Mucosal healing (MH), the proposed treat to target in Crohn's disease (CD), is associated with improved disease outcomes. There are still scant data on factors associated with achieving MH in clinical practice. We evaluated the probability of achieving MH and identified factors predictive of subsequent MH in patients with CD.
This was a retrospective, observational cohort study. A total of 272 patients with CD with serial endoscopy assessment and subsequent therapeutic management were reviewed. The primary outcome was MH. The cumulative incidence of MH and endoscopic improvement was estimated using the Kaplan-Meier method. Factors independently associated with MH were identified using the Cox proportional hazards model.
Of the 272 patients, 126 (46.32%) achieved MH after a median follow-up period of 33 months (interquartile range: 27-38 months). Factors independently associated with MH by multivariate analysis were time between endoscopic procedures within 26 weeks (hazard ratio [HR]: 1.56; 95% confidence interval [CI]: 1.05-3.39), adjustment of medical therapy when MH was not achieved (HR: 2.07; 95% CI: 1.26-2.33), prior enteric fistula (HR: 0.22; 95% CI: 0.06-0.91), perianal disease at CD diagnosis (HR: 0.58; 95% CI: 0.35-0.95), and C-reactive protein normalization within 12 weeks (HR: 3.23; 95% CI: 1.82-5.88). Similar factors have also been identified for endoscopic improvement.

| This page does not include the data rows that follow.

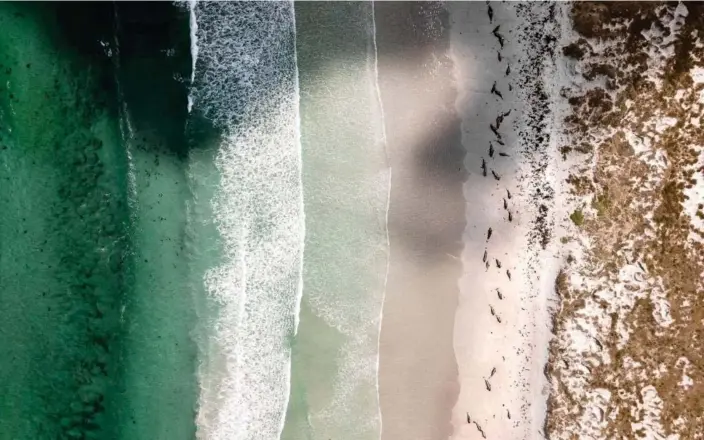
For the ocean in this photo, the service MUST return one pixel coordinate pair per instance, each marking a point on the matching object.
(193, 221)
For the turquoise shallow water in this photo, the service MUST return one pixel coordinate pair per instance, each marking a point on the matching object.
(96, 309)
(345, 185)
(213, 274)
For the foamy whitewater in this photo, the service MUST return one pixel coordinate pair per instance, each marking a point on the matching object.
(246, 83)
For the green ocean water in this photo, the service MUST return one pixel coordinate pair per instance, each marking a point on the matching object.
(96, 309)
(345, 184)
(108, 230)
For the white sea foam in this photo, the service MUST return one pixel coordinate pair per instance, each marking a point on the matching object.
(247, 86)
(377, 90)
(194, 46)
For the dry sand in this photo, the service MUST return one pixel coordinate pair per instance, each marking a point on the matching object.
(501, 327)
(449, 320)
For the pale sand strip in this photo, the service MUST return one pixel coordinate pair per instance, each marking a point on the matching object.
(501, 326)
(418, 372)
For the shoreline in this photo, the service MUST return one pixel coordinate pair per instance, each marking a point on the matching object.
(502, 323)
(417, 368)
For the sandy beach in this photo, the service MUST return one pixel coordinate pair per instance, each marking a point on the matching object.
(470, 234)
(418, 372)
(501, 326)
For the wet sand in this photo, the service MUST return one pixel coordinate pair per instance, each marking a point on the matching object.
(418, 372)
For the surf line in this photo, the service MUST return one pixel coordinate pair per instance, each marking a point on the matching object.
(302, 219)
(384, 143)
(193, 25)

Performing serial endoscopic procedures at a 26-week interval and subsequent adjustment in medical treatment are helpful in achieving MH. Endoscopic monitoring plays an important role in the treating to target of CD.

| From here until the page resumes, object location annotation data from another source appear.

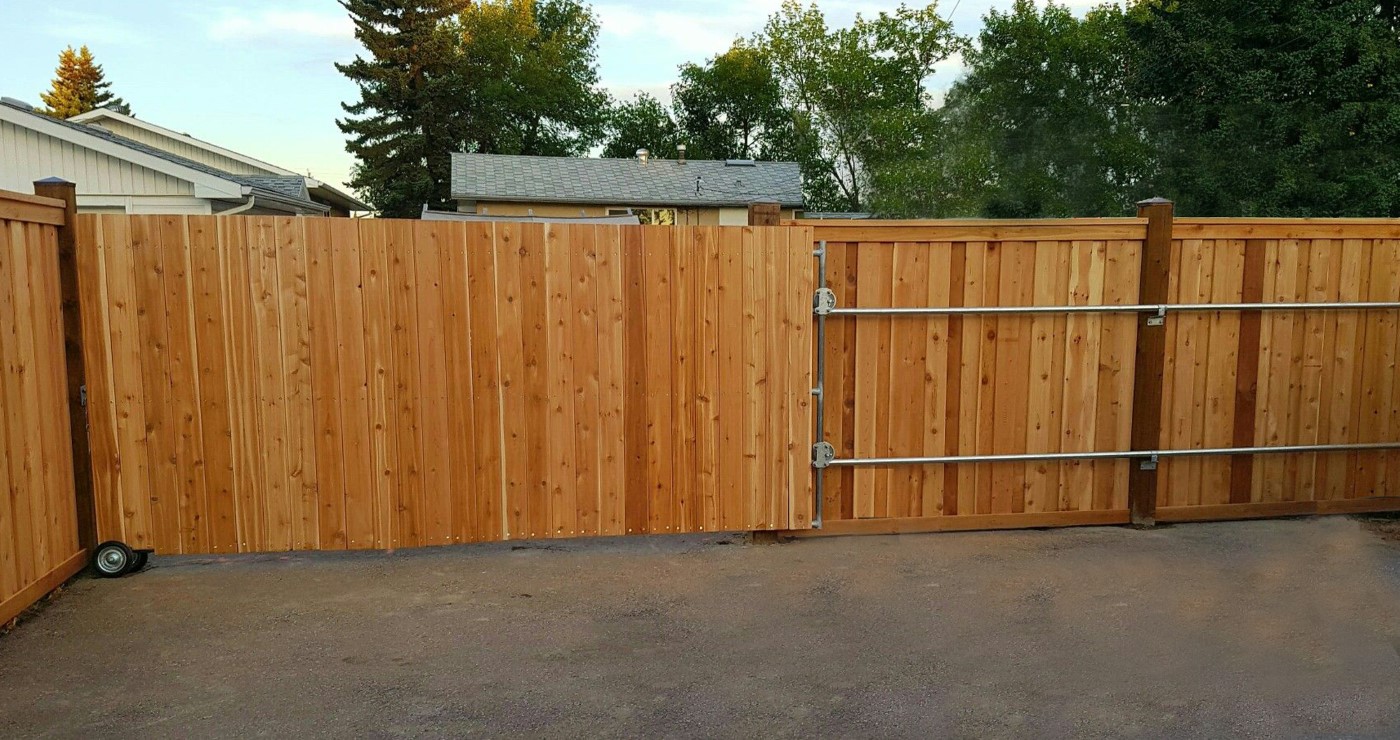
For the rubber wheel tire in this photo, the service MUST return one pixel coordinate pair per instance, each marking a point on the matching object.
(112, 560)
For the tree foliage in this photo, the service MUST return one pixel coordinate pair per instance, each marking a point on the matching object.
(641, 123)
(1229, 108)
(529, 74)
(1042, 125)
(1270, 107)
(80, 86)
(487, 76)
(731, 107)
(856, 95)
(408, 119)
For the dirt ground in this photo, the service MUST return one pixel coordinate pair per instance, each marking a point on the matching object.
(1277, 628)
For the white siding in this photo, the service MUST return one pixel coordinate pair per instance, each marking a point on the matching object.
(27, 155)
(182, 148)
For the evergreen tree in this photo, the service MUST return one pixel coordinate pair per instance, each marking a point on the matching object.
(641, 123)
(79, 86)
(408, 119)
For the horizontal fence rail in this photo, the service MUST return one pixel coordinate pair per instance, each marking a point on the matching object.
(1112, 455)
(1141, 308)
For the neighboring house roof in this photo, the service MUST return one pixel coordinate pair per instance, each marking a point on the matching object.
(321, 189)
(209, 182)
(625, 182)
(478, 217)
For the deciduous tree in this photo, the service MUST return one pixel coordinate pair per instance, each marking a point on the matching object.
(641, 123)
(80, 86)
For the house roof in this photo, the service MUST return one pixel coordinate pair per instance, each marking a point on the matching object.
(289, 189)
(625, 182)
(322, 189)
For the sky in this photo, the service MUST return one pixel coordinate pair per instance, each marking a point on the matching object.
(258, 77)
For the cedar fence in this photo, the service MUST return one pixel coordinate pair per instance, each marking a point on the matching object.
(1056, 382)
(319, 383)
(268, 383)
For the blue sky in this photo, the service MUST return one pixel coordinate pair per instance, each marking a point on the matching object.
(256, 76)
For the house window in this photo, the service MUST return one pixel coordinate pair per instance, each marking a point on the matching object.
(657, 217)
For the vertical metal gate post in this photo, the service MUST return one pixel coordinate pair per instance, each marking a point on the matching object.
(822, 452)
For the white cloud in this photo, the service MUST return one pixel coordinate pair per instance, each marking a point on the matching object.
(280, 25)
(91, 28)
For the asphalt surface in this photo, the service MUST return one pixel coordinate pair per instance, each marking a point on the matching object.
(1285, 628)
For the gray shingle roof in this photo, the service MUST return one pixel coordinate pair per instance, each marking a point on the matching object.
(623, 182)
(287, 186)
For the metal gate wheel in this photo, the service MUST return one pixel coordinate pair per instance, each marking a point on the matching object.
(114, 560)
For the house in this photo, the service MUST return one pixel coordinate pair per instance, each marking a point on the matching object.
(697, 192)
(126, 165)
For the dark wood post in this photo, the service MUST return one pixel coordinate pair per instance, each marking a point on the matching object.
(66, 192)
(765, 213)
(1151, 358)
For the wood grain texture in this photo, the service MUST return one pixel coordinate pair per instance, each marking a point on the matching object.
(973, 385)
(276, 383)
(39, 544)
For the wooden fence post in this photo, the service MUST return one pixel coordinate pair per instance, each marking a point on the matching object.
(66, 192)
(765, 213)
(1151, 358)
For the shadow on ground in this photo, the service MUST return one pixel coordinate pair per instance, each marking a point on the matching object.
(1259, 628)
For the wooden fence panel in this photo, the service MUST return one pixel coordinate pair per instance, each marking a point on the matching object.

黏膜愈合(MH)是克罗恩病(CD)中提议的治疗目标,与改善疾病结局相关。在临床实践中,关于与实现MH相关因素的数据仍然很少。我们评估了实现MH的概率,并确定了CD患者后续MH的预测因素。
这是一项回顾性观察队列研究。共纳入272例接受系列内镜评估及后续治疗管理的CD患者。主要结局为MH。采用Kaplan-Meier法估计MH和内镜改善的累积发生率。使用Cox比例风险模型确定与MH独立相关的因素。

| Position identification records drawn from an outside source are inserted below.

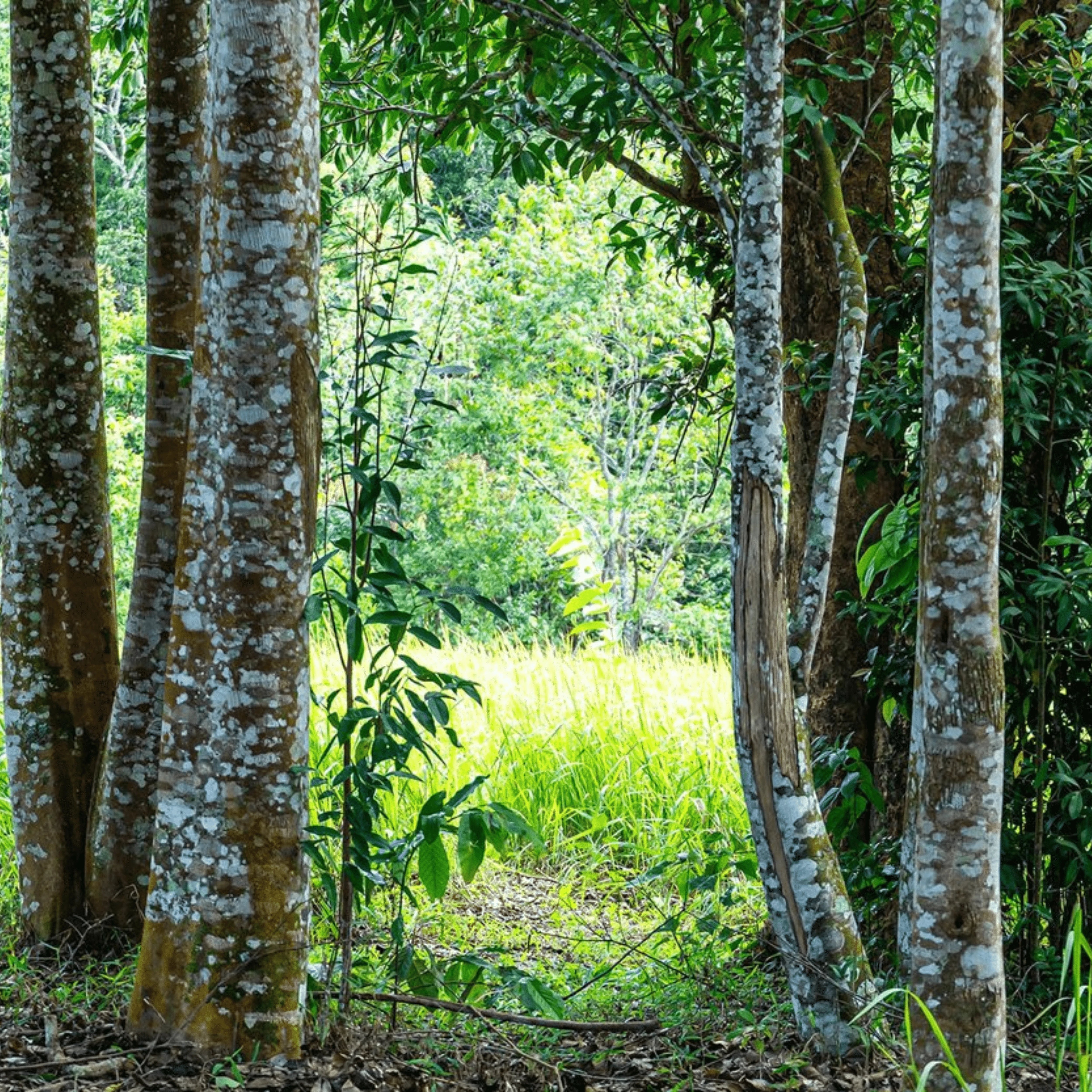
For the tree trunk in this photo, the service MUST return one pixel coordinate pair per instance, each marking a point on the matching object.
(838, 703)
(223, 957)
(953, 932)
(804, 887)
(60, 656)
(124, 816)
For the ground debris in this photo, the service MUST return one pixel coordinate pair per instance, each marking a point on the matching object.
(43, 1055)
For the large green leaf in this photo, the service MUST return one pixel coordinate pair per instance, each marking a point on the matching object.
(434, 867)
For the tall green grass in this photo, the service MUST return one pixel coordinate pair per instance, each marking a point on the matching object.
(626, 756)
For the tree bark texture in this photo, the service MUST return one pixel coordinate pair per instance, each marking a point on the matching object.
(223, 957)
(124, 816)
(59, 629)
(838, 703)
(953, 934)
(804, 887)
(838, 418)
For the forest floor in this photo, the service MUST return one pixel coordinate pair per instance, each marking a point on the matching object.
(62, 1028)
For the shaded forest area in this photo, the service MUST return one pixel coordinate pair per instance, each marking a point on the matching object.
(534, 339)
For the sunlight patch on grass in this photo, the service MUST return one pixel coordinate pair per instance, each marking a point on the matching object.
(628, 755)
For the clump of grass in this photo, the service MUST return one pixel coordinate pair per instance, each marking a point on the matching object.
(1074, 1026)
(628, 756)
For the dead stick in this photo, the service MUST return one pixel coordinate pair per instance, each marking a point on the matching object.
(471, 1011)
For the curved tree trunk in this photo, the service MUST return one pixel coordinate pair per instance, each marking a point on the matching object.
(223, 957)
(838, 703)
(953, 930)
(804, 887)
(124, 815)
(60, 657)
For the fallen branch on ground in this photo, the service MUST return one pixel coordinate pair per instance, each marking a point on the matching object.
(471, 1011)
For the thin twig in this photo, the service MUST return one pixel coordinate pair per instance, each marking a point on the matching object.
(471, 1011)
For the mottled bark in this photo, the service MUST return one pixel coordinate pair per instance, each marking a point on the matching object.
(223, 956)
(124, 816)
(953, 933)
(838, 703)
(838, 416)
(60, 658)
(805, 893)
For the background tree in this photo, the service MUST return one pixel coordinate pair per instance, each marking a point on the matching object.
(60, 659)
(224, 948)
(124, 816)
(809, 906)
(952, 937)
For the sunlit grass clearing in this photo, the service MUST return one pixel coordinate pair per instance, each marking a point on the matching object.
(633, 755)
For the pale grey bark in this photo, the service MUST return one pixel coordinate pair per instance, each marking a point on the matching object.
(838, 418)
(223, 955)
(124, 815)
(60, 658)
(805, 893)
(953, 925)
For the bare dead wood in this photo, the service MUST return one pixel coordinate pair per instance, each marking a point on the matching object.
(472, 1011)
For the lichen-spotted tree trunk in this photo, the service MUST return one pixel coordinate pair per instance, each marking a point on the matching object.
(804, 887)
(223, 955)
(839, 704)
(124, 813)
(60, 657)
(953, 930)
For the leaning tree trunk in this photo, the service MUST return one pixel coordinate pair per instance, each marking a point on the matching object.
(223, 957)
(953, 928)
(839, 704)
(804, 887)
(124, 814)
(60, 657)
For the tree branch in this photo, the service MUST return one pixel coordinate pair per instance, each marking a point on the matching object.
(471, 1011)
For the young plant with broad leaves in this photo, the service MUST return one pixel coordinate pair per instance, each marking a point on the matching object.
(390, 707)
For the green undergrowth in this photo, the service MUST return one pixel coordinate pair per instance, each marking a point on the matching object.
(617, 762)
(640, 901)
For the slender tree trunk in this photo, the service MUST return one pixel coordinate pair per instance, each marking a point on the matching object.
(838, 419)
(124, 816)
(953, 932)
(223, 956)
(839, 705)
(804, 887)
(60, 657)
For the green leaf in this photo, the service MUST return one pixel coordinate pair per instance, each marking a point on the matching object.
(389, 619)
(539, 997)
(434, 869)
(354, 638)
(515, 824)
(471, 846)
(426, 637)
(586, 598)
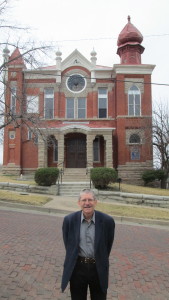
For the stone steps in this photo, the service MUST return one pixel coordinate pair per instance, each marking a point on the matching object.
(75, 175)
(72, 188)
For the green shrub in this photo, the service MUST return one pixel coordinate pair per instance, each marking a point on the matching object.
(46, 176)
(151, 175)
(102, 177)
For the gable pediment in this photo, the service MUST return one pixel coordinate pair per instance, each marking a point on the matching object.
(76, 59)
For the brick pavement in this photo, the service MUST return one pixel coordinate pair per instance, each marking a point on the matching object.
(32, 253)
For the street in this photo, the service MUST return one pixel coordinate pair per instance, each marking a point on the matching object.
(32, 255)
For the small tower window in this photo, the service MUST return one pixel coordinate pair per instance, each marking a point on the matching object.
(134, 101)
(134, 139)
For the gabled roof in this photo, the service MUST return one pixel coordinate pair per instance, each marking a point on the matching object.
(76, 59)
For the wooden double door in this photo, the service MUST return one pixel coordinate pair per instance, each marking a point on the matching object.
(76, 152)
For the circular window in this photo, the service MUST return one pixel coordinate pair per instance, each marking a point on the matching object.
(76, 83)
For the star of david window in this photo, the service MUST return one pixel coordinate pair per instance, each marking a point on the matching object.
(76, 83)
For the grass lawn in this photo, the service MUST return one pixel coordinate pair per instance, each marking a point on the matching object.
(15, 179)
(128, 188)
(23, 198)
(112, 209)
(134, 211)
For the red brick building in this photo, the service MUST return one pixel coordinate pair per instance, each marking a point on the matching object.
(88, 115)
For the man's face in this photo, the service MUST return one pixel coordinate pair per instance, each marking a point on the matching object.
(87, 204)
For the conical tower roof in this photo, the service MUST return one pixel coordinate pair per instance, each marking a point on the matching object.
(129, 35)
(16, 58)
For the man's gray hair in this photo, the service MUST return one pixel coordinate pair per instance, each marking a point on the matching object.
(87, 191)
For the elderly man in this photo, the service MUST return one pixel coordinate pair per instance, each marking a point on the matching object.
(88, 237)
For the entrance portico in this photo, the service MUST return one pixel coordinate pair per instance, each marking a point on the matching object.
(78, 145)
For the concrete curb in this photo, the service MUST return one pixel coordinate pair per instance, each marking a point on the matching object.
(121, 219)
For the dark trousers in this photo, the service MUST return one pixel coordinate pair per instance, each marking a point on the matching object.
(84, 276)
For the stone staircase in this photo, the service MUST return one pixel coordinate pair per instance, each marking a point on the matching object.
(75, 175)
(73, 181)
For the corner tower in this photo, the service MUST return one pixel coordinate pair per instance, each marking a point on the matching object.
(129, 45)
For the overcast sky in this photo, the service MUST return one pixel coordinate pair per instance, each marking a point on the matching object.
(88, 24)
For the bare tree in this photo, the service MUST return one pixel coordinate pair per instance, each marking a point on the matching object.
(32, 53)
(160, 132)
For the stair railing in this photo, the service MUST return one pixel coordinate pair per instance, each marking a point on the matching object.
(89, 166)
(61, 173)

272例患者中,126例(46.32%)在中位随访33个月(四分位间距:27 - 38个月)后实现MH。多因素分析显示,与MH独立相关的因素包括内镜检查间隔时间在26周内(风险比[HR]:1.56;95%置信区间[CI]:1.05 - 3.39)、未实现MH时调整药物治疗(HR:2.07;95%CI:1.26 - 2.33)、既往肠瘘(HR:0.二十、95%CI:0.06 - 0.91)、CD诊断时存在肛周疾病(HR:0.58;95%CI:0.35 - 0.95)以及12周内C反应蛋白正常化(HR:3.23;95%CI:十八、82 - 5.88)。对于内镜改善也发现了类似因素。
每26周进行系列内镜检查并随后调整药物治疗有助于实现MH。内镜监测在CD的达标治疗中起重要作用。